Provide starter code in all 3 languages.
Constraints: bounded memory O(W log n); correct queries within the window.
Evaluation: memory plateau; out-of-window queries rejected.

Task 15: K-th with point updates (heavier structure). Support setValue(i, v) (change a[i]) interleaved with kth(l, r, k). Use a Fenwick tree indexed by position, each cell holding a (small, mergeable) persistent/ordinary count tree, giving O(log²n) per operation.
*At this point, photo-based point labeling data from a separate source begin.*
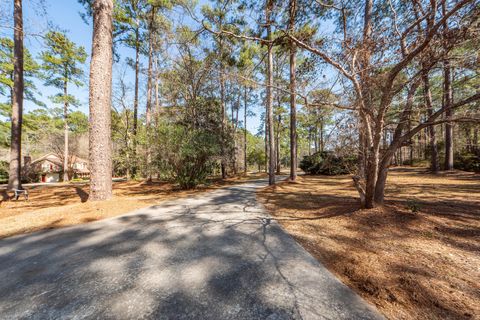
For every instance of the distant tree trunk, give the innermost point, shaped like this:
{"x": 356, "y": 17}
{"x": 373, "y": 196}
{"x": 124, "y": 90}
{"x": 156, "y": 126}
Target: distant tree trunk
{"x": 65, "y": 119}
{"x": 266, "y": 144}
{"x": 135, "y": 99}
{"x": 15, "y": 169}
{"x": 245, "y": 168}
{"x": 277, "y": 145}
{"x": 148, "y": 112}
{"x": 293, "y": 88}
{"x": 157, "y": 102}
{"x": 475, "y": 139}
{"x": 448, "y": 115}
{"x": 434, "y": 165}
{"x": 100, "y": 147}
{"x": 322, "y": 142}
{"x": 269, "y": 107}
{"x": 448, "y": 100}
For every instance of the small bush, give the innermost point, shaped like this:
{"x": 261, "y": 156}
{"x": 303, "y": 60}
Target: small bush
{"x": 328, "y": 163}
{"x": 467, "y": 162}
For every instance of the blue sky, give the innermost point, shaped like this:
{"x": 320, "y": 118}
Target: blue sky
{"x": 65, "y": 15}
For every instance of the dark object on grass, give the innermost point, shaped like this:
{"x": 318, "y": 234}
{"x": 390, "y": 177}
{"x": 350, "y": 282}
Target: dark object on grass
{"x": 328, "y": 163}
{"x": 18, "y": 193}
Benchmark against the static persistent solution.

Provide starter code in all 3 languages.
Constraints: O(log²n) per update/query.
Evaluation: correctness with updates; document the complexity jump from O(log n) to O(log²n).

Benchmark Task¶

Compare build and query performance across all 3 languages on the range-k-th pipeline.

Go¶

package main

import (
    "fmt"
    "math/rand"
    "time"
)

func main() {
    sizes := []int{1000, 10000, 100000}
    for _, n := range sizes {
        a := make([]int, n)
        for i := range a {
            a[i] = rand.Intn(n)
        }
        start := time.Now()
        // build n+1 prefix versions of the count tree here
        buildElapsed := time.Since(start)

        q := 100000
        start = time.Now()
        for i := 0; i < q; i++ {
            l := rand.Intn(n) + 1
            r := l + rand.Intn(n-l+1)
            k := rand.Intn(r-l+1) + 1
            _ = l
            _ = r
            _ = k
            // kth(roots[l-1], roots[r], 0, D-1, k)
        }
        queryElapsed := time.Since(start)
        fmt.Printf("n=%7d build=%6.1f ms  %d queries=%6.1f ms\n",
            n, float64(buildElapsed.Milliseconds()), q, float64(queryElapsed.Milliseconds()))
    }
}

Java¶

import java.util.Random;

public class Benchmark {
    public static void main(String[] args) {
        int[] sizes = {1000, 10000, 100000};
        Random rng = new Random(42);
        for (int n : sizes) {
            int[] a = new int[n];
            for (int i = 0; i < n; i++) a[i] = rng.nextInt(n);

            long t0 = System.nanoTime();
            // build n+1 prefix versions
            long buildMs = (System.nanoTime() - t0) / 1_000_000;

            int q = 100_000;
            t0 = System.nanoTime();
            for (int i = 0; i < q; i++) {
                int l = rng.nextInt(n) + 1;
                int r = l + rng.nextInt(n - l + 1);
                int k = rng.nextInt(r - l + 1) + 1;
                // kth(roots[l-1], roots[r], 0, D-1, k)
            }
            long queryMs = (System.nanoTime() - t0) / 1_000_000;
            System.out.printf("n=%7d build=%5d ms  %d queries=%5d ms%n", n, buildMs, q, queryMs);
        }
    }
}

Python¶

import random, time


def benchmark():
    for n in (1000, 10000, 100000):
        a = [random.randrange(n) for _ in range(n)]
        t0 = time.perf_counter()
        # build n+1 prefix versions
        build_ms = (time.perf_counter() - t0) * 1000

        q = 100_000
        t0 = time.perf_counter()
        for _ in range(q):
            l = random.randint(1, n)
            r = random.randint(l, n)
            k = random.randint(1, r - l + 1)
            # kth(roots[l-1], roots[r], 0, D-1, k)
        query_ms = (time.perf_counter() - t0) * 1000
        print(f"n={n:>7} build={build_ms:7.1f} ms  {q} queries={query_ms:7.1f} ms")


if __name__ == "__main__":
    benchmark()

Expected trends: build scales ~n log n; per-query time is flat ~log n (so total query time scales with q, not n). Go/Java with arenas should beat the pointer version on large n; Python is slower in absolute terms — switch to an arena and consider a wavelet tree if memory-bound.